The police don’t understand the law when it comes to child grooming, they don’t understand the psychological impact of grooming on the victim and the government should consider making changes to the law to safeguard young victims of depraved sexual abuse, Lucy Allan MP has said.
In a statement in Parliament today, the MP for Telford, which was the scene of one of Britain’s largest ever child grooming scandals, gave a harrowing account of how police have failed to do enough to combat abuse in the area.
She described a recent case where a 13-year-old girl was raped and abused by multiple men, even falling pregnant to one of them. The men were arrested, but no charges were brought because the girl couldn’t prove she had not consented and the men were able to say they reasonably believed she was over 16-years-old.

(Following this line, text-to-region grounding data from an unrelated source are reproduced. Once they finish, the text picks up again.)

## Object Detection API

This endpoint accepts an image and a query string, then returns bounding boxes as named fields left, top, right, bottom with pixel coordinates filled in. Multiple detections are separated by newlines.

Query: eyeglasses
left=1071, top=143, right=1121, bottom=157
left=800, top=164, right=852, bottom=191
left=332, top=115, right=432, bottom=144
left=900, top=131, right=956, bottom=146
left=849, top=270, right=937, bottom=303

The police didn’t even realise these men were connected to each other…
Allan said: “Anyone listening to this debate will be astonished that a child as young as 13 can be targeted and groomed for sex by multiple men and the men can say to the police by way of defence ‘I had no reason to believe that she did not consent or that she was not 16’ and, unless the victim can show otherwise, the police may not have the perpetrator charged at all.

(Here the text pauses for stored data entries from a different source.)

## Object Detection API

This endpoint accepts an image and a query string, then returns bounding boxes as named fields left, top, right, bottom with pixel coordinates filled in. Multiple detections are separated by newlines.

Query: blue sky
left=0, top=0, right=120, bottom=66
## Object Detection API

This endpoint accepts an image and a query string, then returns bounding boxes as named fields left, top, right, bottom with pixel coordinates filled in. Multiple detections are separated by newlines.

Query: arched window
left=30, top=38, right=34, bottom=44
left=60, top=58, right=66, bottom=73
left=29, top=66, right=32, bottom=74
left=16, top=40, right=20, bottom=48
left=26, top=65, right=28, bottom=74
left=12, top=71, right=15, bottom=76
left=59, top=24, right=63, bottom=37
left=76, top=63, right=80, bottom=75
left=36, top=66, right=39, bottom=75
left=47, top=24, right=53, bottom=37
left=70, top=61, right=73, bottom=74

“The victim in this case, and her family, were dismissed by authorities more or less on the say so of the perpetrators. I would ask the Minister to consider whether in the light of what we now know today about grooming and child sexual exploitation whether it is time to update both guidance to police and the Child Sexual Offences Act of 2003, particularly when it comes to a definition of consent.
“This particular case is a recent case, not historic, and it’s essential that police actively look for evidence of grooming that they then can pass onto the CPS. Most children in these circumstances are unlikely to know what’s happening is grooming.
“It must now be considered if the law is protecting young people from grooming and exploitation. We can’t keep wringing our hands and saying as each case comes to light how horrific it is. If the law does not protect our children from being groomed then we must update the law.”
What is especially bad about this is that the Home Office didn’t send a representative to listen to Lucy Allan today – although it has now emerged the Telford MP has secured a review into this case as a result of her hard work in highlighting the issue.
It’s absolutely disgraceful that, as a society, Britain is failing to protect some of the most vulnerable young girls. They have been badly let down by police and politicians for far too long.